In SQL Server, CLOBs formerly used the “text” or “ntext” datatype (ntext is for Unicode text) and BLOBs formerly used the “image” datatype, though these three types have all been deprecated and will be removed at some point in the future.  (As of SQL Server Denali, they are still present, so don’t worry – they aren’t going away tomorrow.)  The (relatively) new data types for SQL Server that were introduced in 2005 are varchar(max), nvarchar(max), and binary(max).  Each of these structures support data of up to 2147483647 bytes (231-1).

Let’s look at the considerations when choosing between file-based and BLOB-based storage.

  • Security. If all of your content is public, then there is no downside to storing it on the file system.  But if security is a concern, storing it in the database allows your database system to largely handle security for you.  (Obviously, it is still necessary to design your system correctly so that it cannot be exploited.)
  • Backups. Depending on the kind of unstructured content you are storing, it can potentially grow to be very large.  For example, color images from a digital camera could be 10 megabytes each, depending on quality, and can quickly dwarf everything else.  If your application is only storing content that never changes (e.g., a photography blog), then storing images in the database only makes backups pointlessly large.  (This can be mitigated somewhat by using multiple filegroups and performing full backups of the LOB filegroup less frequently.)
  • Speed.
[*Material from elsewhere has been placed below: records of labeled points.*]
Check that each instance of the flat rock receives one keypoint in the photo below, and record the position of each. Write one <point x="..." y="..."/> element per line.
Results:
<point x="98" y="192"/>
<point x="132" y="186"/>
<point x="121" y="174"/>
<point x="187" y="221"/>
With web applications that serve very large files, storing them in the database causes the pointless extra step of retrieving them from the database when requested by a user.

SQL Server 2008 introduced an alternative to file or BLOB storage called FILESTREAM.  With FILESTREAM storage, BLOBs are physically stored as separate files, though they can be accessed through SQL as though they were database objects.  This storage method potentially relieves some of the limitations of file-based and BLOB storage.  Programmatically, FILESTREAM objects through SQL or they can use the API function OpenSqlFilestream and treat the object as though it were a file.

Microsoft has an outstanding blog entry on FILESTREAM best practices.  As might be expected, accessing FILESTREAM objects through SQL is always slower than accessing internally stored BLOB objects in SQL.  But as objects start to group in size, FILESTREAM storage becomes the significantly faster option so long as you use the Win32 API (not SQL) to access them.  The “break even” point in their study, is approximately 1.5 MB – files below this size are more efficiently stored as varbinary(max) and files larger than this size are more efficiently stored using FILESTREAM.